Wednesday, 13 June 2018

Questions (138)

Thomas P. Broughan

Question:

138. Deputy Thomas P. Broughan asked the Minister for Health his plans to change the law to allow persons timely and free access to their medical records in view of the fact that persons may have to make a request under data protection legislation (details supplied); and if he will make a statement on the matter. [25887/18]

View answer

Written answers (Question to Health)

I am fully supportive of individuals being able to access their own personal medical records routinely and administratively (that is on a non-statutory basis) from data controllers in health services except where there are exceptional circumstances justifying a restriction of access Such access should be provided in a timely manner and without any cost to the individual.

Alternatively, individuals may, should they wish, invoke their statutory rights of access under the Data Protection Act 2018 and the Freedom of Information Act 2014.

Under the subject access provisions of the new General Data Protection Regulation and the recently enacted Data Protection Act 2018, data controllers should respond to an individual access request within one month of receipt of the request. In limited circumstances, the response period may be extended to two months, where requests are complex or comprise a number of requests. An individual’s access to his or her medical records may be restricted where the data controller believes that access is likely to cause serious harm to the physical or mental health of the data subject.

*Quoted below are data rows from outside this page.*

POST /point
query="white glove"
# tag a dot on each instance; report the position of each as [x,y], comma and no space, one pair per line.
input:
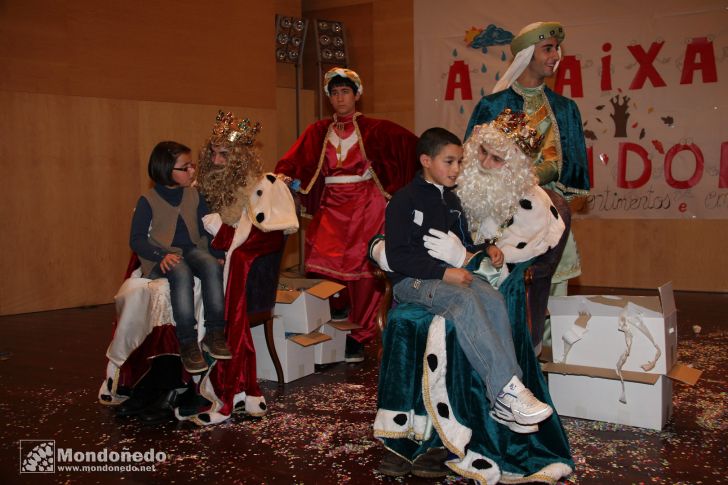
[212,223]
[377,253]
[445,247]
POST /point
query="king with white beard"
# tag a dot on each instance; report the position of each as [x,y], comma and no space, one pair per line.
[500,194]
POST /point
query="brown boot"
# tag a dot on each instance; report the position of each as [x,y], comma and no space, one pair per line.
[192,358]
[394,465]
[431,464]
[216,345]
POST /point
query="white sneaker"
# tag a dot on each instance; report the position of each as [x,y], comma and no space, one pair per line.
[513,426]
[516,403]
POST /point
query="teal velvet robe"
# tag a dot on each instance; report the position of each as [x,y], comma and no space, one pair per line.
[421,408]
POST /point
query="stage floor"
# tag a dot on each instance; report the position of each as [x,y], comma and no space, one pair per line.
[318,429]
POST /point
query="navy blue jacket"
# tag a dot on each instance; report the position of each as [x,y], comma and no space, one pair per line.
[412,212]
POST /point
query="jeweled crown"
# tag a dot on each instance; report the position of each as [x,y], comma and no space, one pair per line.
[230,130]
[515,126]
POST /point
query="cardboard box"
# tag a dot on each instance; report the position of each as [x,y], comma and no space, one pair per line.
[649,404]
[596,320]
[590,340]
[594,393]
[296,352]
[334,349]
[304,305]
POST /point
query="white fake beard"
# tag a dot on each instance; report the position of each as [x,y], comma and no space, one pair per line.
[492,193]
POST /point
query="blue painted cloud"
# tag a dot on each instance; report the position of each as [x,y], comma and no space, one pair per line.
[491,35]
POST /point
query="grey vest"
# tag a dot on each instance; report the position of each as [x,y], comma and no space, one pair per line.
[164,223]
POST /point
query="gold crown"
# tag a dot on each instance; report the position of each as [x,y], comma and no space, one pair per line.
[516,128]
[230,130]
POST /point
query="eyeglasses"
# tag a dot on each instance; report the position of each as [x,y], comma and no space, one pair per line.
[185,168]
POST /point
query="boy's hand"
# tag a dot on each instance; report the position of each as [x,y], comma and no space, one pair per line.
[212,223]
[458,277]
[445,247]
[496,256]
[170,261]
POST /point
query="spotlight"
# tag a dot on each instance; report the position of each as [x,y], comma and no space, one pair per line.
[290,37]
[331,46]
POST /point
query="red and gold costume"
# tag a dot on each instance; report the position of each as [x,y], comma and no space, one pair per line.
[349,167]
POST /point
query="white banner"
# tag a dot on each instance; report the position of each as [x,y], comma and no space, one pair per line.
[650,79]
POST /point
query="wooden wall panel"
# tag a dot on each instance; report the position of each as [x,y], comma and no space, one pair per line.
[72,177]
[394,61]
[646,253]
[177,51]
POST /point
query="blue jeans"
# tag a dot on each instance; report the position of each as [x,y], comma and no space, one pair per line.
[200,263]
[481,325]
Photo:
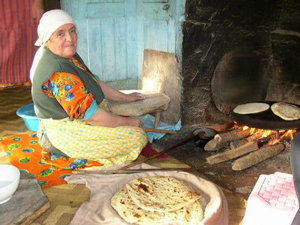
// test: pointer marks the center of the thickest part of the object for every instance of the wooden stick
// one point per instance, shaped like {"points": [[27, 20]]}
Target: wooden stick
{"points": [[258, 156], [213, 145], [249, 147], [146, 129], [232, 135], [158, 154], [131, 170]]}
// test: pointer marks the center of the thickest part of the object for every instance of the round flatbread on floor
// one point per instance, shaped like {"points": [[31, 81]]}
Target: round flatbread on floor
{"points": [[251, 108], [190, 214], [161, 194], [286, 111]]}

No fee is payable where the request is by an individual to access his/her personal records. However, where a controller believes a request is manifestly unfounded or excessive, they may either charge a fee for administrative costs in dealing with the request or refuse to act on the request. The burden of demonstrating why a request is manifestly unfounded or excessive rests on the health service provider.

Access to one's medical records may also be made under the Freedom of Information Act 2014 if the records are held by a public body within the meaning of the Act. The FOI Act applies to the HSE and to voluntary hospitals as well as to a number of health agencies. It does not apply to private hospitals. It applies to records kept by GPs in relation to patients who are medical card holders but not to the records of private patients. The HSE is considered to hold the records of medical card holders for FOI purposes. Under the FOI Act, an individual’s access to his or her medical record can be restricted where the body holding it believes that to give access might be prejudicial to physical or mental health, well-being or emotional condition of the individual. However, where that view is taken the body, access may still be possible through a health professional having expertise in relation to the subject-matter of the record. No fees are applicable where the request involves access to an individual’s own personal records. FOI bodies have 20 working days to process such requests.

I would also highlight to the Deputy the Medical Council’s Guide to Professional Conduct and Ethics (8th Edition) which states that patients have a right to get copies of their medical records except where this is likely to cause serious harm to their physical or mental health.

I am firmly of the view that patients should have timely access to their personal medical records with no additional cost or administrative burden and will be keeping this matter under review.